|
Chcesz wiedzieć więcej? Zamów dobrą książkę. Propozycje Racjonalisty: | | |
|
|
|
|
Filozofia » Antropologia filozoficzna
Prawda mojsza niż twojsza, czyli antypody dialogu międzyreligijnego [1] Autor tekstu: Małgorzata Joanna Adamczyk
"W
pierwszym słowie dialogu kryje się wyznanie: z pewnością masz trochę
racji.
Z tym idzie w parze drugie, niemniej ważne: z pewnością ja nie całkiem
mam rację"
ks. prof. Józef Tischner, Etyka solidarności
Ludzie, którzy angażują się w dialog międzyreligijny, często
deklarują, że otwarty jest on dla wszystkich, że mogą doń przystąpić
przedstawiciele wszelkich tradycji religijnych, oczywiście o ile sami z własnej
woli wyrażą taką chęć. Z deklaracjami, także tymi dotyczącymi dialogu
międzyreligijnego, bywa jednak tak, że pięknie brzmią, ale nie zawsze
opisują rzeczywistość. Mowa w nich raczej o tym, jak chcielibyśmy, by wyglądał
świat, a nie o tym, jak on faktycznie wygląda. Nie inaczej jest też w tym
przypadku, bowiem także i dialog międzyreligijny ma swoich wykluczonych. Wśród
nich znajdują się nowe ruchy religijne, ateiści, agnostycy i deiści oraz
religie tradycyjne. To głównie (acz nie tylko) o tych ostatnich i o ich nieobecności w dialogu międzyreligijnym będzie ten tekst. Teoretycznej refleksji na ten
temat — zwłaszcza polskojęzycznej — nie było dotychczas wiele, co dziwi
zwłaszcza wobec ogromu obserwacji antropologicznych (niestety przede
wszystkim zagranicznych, jednak na szczęście bez problemu dostępnych w księgarniach w polskim tłumaczeniu), w których pojawia się wątek wzajemnych wpływów
religii tradycyjnych i tak zwanych „religii powszechnych", „wielkich
religii świata" tudzież „religii etycznych" [ 1 ].

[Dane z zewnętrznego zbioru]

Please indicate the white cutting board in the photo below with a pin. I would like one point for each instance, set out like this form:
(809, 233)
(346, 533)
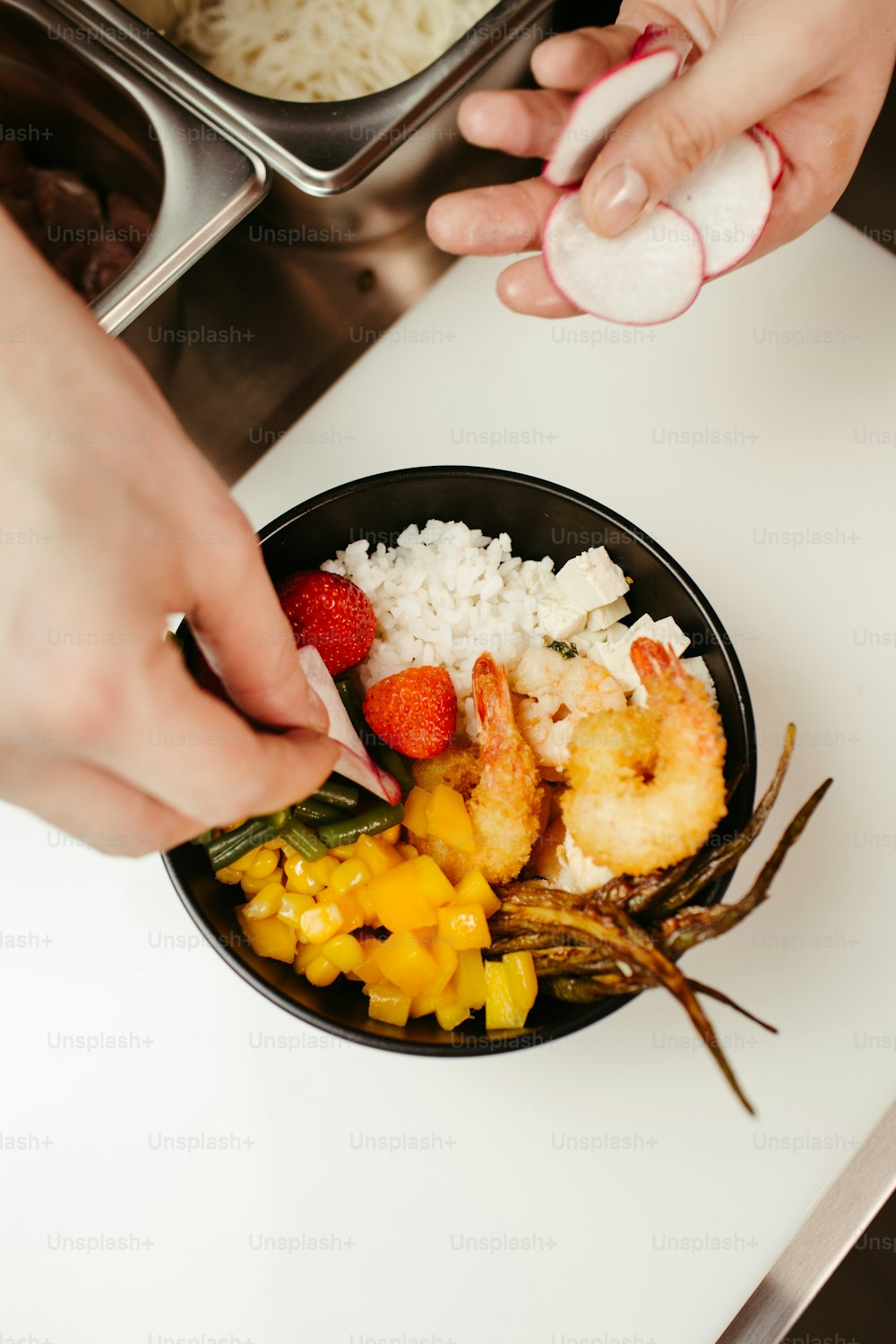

Jak już przed chwilą zauważyłam, pod piórem licznych antropologów
kultury powstało wiele prac dotyczących religii tradycyjnych
wyznawanych przez rozmaite ludy pierwotne, a także poruszających kwestię
stykania się tych religii z religiami etycznymi. Dlatego też, zważywszy na
fakt, że literatura badawcza jest, w przeciwieństwie do polskojęzycznej
literatury teoretycznej na ten temat, niezwykle szeroka, dla wygody własnej i czytelnika wybrałam na potrzeby niniejszego tekstu jedną pracę
antropologiczną, z której zamierzam czerpać przykłady egzemplifikujące mój
wywód. Jest to wydana niedawno po raz pierwszy książka
Mary Douglas Ukryte znaczenia. Wybrane szkice antropologiczne [ 2 ].
Wykluczani z dialogu -
kto i dlaczego?
Wśród wykluczonych z dialogu międzyreligijnego wyróżniłam trzy
grupy: pierwszą, składającą się z ateistów, agnostyków i deistów, drugą, w skład której wchodzą wyznawcy nowych ruchów religijnych, oraz trzecią,
będącą głównym przedmiotem moich rozważań i obejmującą czcicieli
tradycyjnych bóstw lokalnych (rodowych, plemiennych etc.). Zanim skupię się
na tej wymienionej jako ostatnia, postaram się scharakteryzować pokrótce
przyczyny, dla których na antypodach dialogu znaleźli się także członkowie
dwóch wcześniej wymienionych środowisk.
Najprościej wytłumaczyć nieobecność w dialogu międzyreligijnym
ateistów, agnostyków i deistów. Po pierwsze często nie wyrażają oni chęci
uczestnictwa w dialogu pojmowanym jako próba zrozumienia rozmówcy pozbawiona
chęci narzucenia mu własnego zdania. Po drugie — nawet gdy taką chęć
zdają się wyrażać, nierzadko okazuje się, że brakuje jej wśród ludzi
wierzących, którzy mają być drugą stroną rozmowy. Po trzecie — światopogląd
przedstawicieli omawianej grupy ma często charakter nie tyle religijny, ile
filozoficzny, a jednocześnie a- lub antyreligijny. Dlatego też trudno
prowadzić z jego głosicielami dialog międzyreligijny; wszelki
wzajemny dialog, o ile wreszcie do niego dojdzie, będzie tu raczej, nazwijmy
to, „międzyświatopoglądowy". Nie bez znaczenia jest wreszcie fakt, że
ateiści, agnostycy i deiści są grupą niejednolitą i w dużej mierze
niezinstytucjonalizowaną, przez co każda międzyświatopoglądowa rozmowa będzie
rozmową z konkretnym człowiekiem, który nie może sobie rościć praw do
reprezentowania jakiejś grupy. Każdy racjonalista ateista/agnostyk/deista
kształtuje swój światopogląd samodzielnie i może rozumieć racjonalny
ateizm/agnostycyzm/deizm inaczej, niż inni [ 3 ]. W wielu krajach istnieją co prawda rozmaite ateistyczno-agnostyczne,
racjonalistyczne stowarzyszenia, jednak rzadko grupują one znaczne rzesze
ludzi. Wielu ateistów, agnostyków i deistów nie chce aktywnie propagować
swoich poglądów i woli pozostawać poza oficjalnymi strukturami stowarzyszeń.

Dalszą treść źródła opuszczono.